About the job
Lilt is developing a set of Terminal-Bench tasks to assess large language models in multilingual software settings. This work examines how AI systems manage prompts, data, and encoding challenges in terminal environments, with a strong focus on non-English contexts. The aim is to better measure and enhance AI performance in languages beyond English, especially Mandarin Chinese.
This is a freelance, remote position for native Mandarin Chinese-speaking software engineers based in China.
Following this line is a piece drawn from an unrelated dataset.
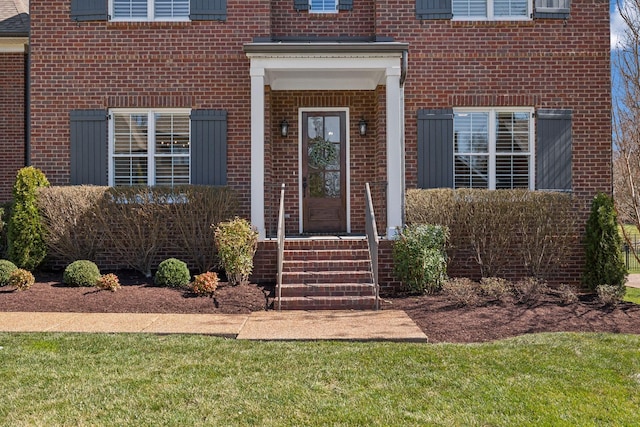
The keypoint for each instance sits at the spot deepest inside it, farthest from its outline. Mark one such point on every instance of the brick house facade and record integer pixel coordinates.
(14, 42)
(518, 97)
The main responsibility involves creating, building, and validating benchmarks that evaluate AI models' abilities in Mandarin, without using English translations.
What you will do
- Task engineering: Design tasks to evaluate the capabilities of AI coding agents.
- Asset development: Build realistic task environments using datasets and files written in Mandarin Chinese, ensuring all materials remain in the target language.
- Prompting and translation analysis: Identify where AI models have difficulty processing or understanding Mandarin prompts and data.
- Implementation and verification: Help develop reference solutions and verifier scripts, using rubric-based judging when necessary.
- Calibration and execution: Review execution logs and fine-tune task difficulty, from Easy to Very Hard, applying standard Terminal-Bench settings for various model levels.
- Quality assurance: Take part in a four-step human review process (creation, human review, calibration review, audit) and automated checks to ensure fairness, grammatical accuracy, and benchmark reliability.
Position details
- Freelance, remote role
- Based in China
- Native Mandarin Chinese proficiency required